Our stance for retreats: We never work under NDAs and we advise clients to never disclose unprotected IP at our retreats. Instead, we teach you how to secure your IP first — e.g., acquire strategic .com domains (establishing common-law rights), and file trademarks/patents before disclosure. We focus the week on public, operational best practices and execution — not on anyone’s secrets.
Disclaimer: This is not legal advice. Always use your own lawyer for legal advice.
Client covers travel/lodging for the agreed on-site team (usually 2–5 service-providers). Finalized during planning and posted to your microsite.

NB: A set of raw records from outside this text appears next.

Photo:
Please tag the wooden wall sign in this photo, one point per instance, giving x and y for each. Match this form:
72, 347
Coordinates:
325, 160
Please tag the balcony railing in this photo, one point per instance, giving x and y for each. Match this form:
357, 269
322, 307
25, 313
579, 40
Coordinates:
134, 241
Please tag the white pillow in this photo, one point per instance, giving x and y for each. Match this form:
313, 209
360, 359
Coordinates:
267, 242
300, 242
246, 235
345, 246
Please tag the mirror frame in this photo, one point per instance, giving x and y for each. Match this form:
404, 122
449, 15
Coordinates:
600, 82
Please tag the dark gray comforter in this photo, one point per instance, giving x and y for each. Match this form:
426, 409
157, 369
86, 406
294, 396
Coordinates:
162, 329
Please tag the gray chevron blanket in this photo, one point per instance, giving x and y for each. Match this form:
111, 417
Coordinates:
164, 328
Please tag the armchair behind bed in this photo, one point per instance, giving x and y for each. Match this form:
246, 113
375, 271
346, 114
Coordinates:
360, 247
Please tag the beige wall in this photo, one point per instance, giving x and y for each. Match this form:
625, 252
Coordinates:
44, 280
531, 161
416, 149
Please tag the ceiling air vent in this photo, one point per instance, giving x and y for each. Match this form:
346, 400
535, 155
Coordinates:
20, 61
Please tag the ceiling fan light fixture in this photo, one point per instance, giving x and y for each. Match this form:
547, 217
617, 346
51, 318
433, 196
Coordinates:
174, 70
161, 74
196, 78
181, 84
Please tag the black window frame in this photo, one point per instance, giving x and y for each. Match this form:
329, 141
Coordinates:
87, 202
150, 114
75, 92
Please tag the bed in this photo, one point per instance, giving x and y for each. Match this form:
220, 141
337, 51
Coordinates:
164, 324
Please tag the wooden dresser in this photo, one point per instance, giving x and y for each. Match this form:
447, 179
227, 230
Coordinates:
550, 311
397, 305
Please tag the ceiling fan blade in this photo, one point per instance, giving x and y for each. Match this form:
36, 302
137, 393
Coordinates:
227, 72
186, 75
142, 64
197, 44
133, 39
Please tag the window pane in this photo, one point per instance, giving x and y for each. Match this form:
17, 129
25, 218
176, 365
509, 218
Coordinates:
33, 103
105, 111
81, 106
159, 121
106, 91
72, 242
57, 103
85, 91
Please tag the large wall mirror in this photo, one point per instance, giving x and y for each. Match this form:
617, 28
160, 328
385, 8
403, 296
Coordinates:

Presenting Subject Matter Expert (SME) partners (normally one per retreat, max two — for example, a doctor on health/nutrition/exercise) are paid 20% of the retreat fee directly by the client. If payments are staggered, SMEs receive 20% of each installment (e.g., 20% of $50K, 20% of $25K, 20% of $25K). This keeps each partner accountable for quality and outcomes.
Warm, three-way introductions are rewarded. Referrers receive 20% of the retreat fee, paid directly by the new client during a three-way Zoom (or proportionally across installments). Example: a $100K engagement can be split by the client as $60K to Dream Livers Club Inc., $20K to the SME partner, and $20K to the referrer.
No side agreements via email/PDF. For security and clarity, any departure from these specifics is only valid if posted on your custom DreamDecadeChallenge.com microsite for the retreat. If it isn’t on your microsite, it isn’t part of the agreement.